The Wall Street Journal reports that wild Alaskan pollock Fish from Alaska is transported from Alaska to the Eastern U.S.  The fish are usually frozen and travel by ship, to Bayside, New Brunswick, Canada. 

Photo: Long John Silver’s

Photo: Long John Silver’s

From there, the fish is loaded into trucks, and onto a flatbed railcar.  After going by rail to a border crossing in Calais, Maine, it is intended to reach U.S. processing plants for further distribution to outlets such as McDonald's and others who serve and sell fish - such as fish sandwiches. 

The controversy comes from an older law in the United States called the Jones Act, which requires cargo transported between U.S. destinations via U.S. registered carriers.  The snafu is that the cargo moves from Alaska to New England via Canada.  Shipments are halted as of now and remain in cold storage in Canada until the dispute is settled.  U.S. lawmakers argue that the cargo moves from Alaska - a U.S point of origin, should be transported by all U.S. registered carriers, and not Canadian. 

But those in opposition argue that the Jones Act applies to Maritime vessels and not rail cars.  As the dispute remains, the supply of fish to outlets such as McDonald's (fish sandwiches) and Long John Silvers (fish menu) is thwarted. 

Long Haul Trucks in Canada Are Ripe for Change to Alternative Energy Sources. 

According to the CBC, while most big rigs run on diesel, prototype trucks that run on hydrogen and electric are being rolled out.

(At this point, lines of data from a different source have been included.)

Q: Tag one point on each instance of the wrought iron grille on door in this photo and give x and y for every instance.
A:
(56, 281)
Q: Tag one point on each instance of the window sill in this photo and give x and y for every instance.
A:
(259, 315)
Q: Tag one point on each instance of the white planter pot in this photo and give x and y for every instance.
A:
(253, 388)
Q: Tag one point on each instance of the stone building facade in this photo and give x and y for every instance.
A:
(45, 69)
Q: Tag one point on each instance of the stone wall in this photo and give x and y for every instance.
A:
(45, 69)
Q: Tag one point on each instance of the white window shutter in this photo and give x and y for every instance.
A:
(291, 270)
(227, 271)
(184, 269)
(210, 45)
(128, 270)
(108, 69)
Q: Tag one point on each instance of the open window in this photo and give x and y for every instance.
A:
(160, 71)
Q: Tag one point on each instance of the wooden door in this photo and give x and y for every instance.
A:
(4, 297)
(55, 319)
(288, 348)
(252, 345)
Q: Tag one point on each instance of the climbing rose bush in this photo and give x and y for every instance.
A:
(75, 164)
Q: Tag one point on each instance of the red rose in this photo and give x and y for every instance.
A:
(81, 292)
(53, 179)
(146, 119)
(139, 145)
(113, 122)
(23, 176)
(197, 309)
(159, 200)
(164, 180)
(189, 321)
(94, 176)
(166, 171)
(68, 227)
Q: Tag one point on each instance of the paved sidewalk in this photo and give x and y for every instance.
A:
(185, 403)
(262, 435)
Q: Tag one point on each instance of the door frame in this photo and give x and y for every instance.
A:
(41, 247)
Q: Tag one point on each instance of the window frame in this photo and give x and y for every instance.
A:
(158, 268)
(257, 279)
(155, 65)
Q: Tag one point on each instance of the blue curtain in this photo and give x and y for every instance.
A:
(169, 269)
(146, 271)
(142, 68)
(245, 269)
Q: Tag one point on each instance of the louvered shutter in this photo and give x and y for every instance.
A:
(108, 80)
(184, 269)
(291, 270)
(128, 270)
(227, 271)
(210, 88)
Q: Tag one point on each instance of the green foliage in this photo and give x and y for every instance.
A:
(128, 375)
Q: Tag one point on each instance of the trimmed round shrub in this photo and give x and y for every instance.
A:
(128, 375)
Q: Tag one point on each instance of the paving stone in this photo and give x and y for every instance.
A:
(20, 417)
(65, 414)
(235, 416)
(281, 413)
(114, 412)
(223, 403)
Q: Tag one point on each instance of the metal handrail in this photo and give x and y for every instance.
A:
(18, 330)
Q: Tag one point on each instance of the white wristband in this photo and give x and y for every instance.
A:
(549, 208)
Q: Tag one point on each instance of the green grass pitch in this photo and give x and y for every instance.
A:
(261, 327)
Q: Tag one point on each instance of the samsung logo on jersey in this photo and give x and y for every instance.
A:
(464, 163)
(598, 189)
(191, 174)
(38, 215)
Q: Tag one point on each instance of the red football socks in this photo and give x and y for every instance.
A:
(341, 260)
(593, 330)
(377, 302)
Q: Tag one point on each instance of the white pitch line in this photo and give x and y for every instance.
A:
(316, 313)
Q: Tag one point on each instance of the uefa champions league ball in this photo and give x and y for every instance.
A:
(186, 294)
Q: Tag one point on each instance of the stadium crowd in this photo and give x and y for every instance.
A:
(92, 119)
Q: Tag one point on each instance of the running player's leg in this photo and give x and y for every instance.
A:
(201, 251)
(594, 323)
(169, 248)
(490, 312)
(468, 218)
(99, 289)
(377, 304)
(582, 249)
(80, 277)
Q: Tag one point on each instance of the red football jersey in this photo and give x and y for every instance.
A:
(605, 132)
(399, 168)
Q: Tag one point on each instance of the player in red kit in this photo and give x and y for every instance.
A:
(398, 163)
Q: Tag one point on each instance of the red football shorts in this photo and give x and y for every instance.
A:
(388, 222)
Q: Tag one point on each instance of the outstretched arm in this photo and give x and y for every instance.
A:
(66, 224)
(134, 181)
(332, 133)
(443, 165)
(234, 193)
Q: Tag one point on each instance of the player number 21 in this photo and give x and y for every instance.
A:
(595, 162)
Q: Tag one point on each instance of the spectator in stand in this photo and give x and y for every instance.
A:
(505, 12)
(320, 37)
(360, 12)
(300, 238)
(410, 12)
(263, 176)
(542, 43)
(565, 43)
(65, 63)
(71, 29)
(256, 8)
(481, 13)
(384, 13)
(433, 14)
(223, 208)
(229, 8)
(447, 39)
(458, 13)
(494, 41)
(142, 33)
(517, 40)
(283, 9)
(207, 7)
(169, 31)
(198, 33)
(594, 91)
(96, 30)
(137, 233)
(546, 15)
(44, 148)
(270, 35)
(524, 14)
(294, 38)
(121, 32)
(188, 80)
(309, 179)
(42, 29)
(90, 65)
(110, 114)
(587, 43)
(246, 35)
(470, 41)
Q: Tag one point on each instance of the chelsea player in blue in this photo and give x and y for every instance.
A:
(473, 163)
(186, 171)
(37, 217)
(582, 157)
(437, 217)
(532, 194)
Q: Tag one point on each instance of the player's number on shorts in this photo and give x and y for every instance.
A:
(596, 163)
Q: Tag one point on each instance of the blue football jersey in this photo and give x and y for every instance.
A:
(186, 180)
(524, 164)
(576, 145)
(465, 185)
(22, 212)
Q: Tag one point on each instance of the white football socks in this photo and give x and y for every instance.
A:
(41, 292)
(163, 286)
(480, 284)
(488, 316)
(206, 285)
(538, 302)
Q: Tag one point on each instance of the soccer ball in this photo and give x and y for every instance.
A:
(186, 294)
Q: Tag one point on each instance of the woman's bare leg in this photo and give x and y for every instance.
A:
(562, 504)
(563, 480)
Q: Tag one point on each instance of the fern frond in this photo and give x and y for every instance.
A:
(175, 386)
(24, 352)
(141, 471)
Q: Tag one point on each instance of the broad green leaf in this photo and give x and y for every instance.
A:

Their report added that Daimler, the world's largest maker of heavy trucks, started to test a hydrogen prototype long-haul truck last spring, adding that battery electric vehicles "will be the main tool to drive its shift toward sustainable transport."

Photo: Thomasnet

Photo: Thomasnet

The article points out that trucking plays a vital role in the Canadian economy, with roughly 90 per cent of freight shipments hauled by truck. It is also a source of greenhouse gas emissions.

The Pembina Institute, a clean-energy think-tank, told the CBC that emissions from freight trucks account for over a third of Canada's transportation-related greenhouse gas emissions, counting both long-haul trips as well as the "last-mile" deliveries that bring goods to people's doors.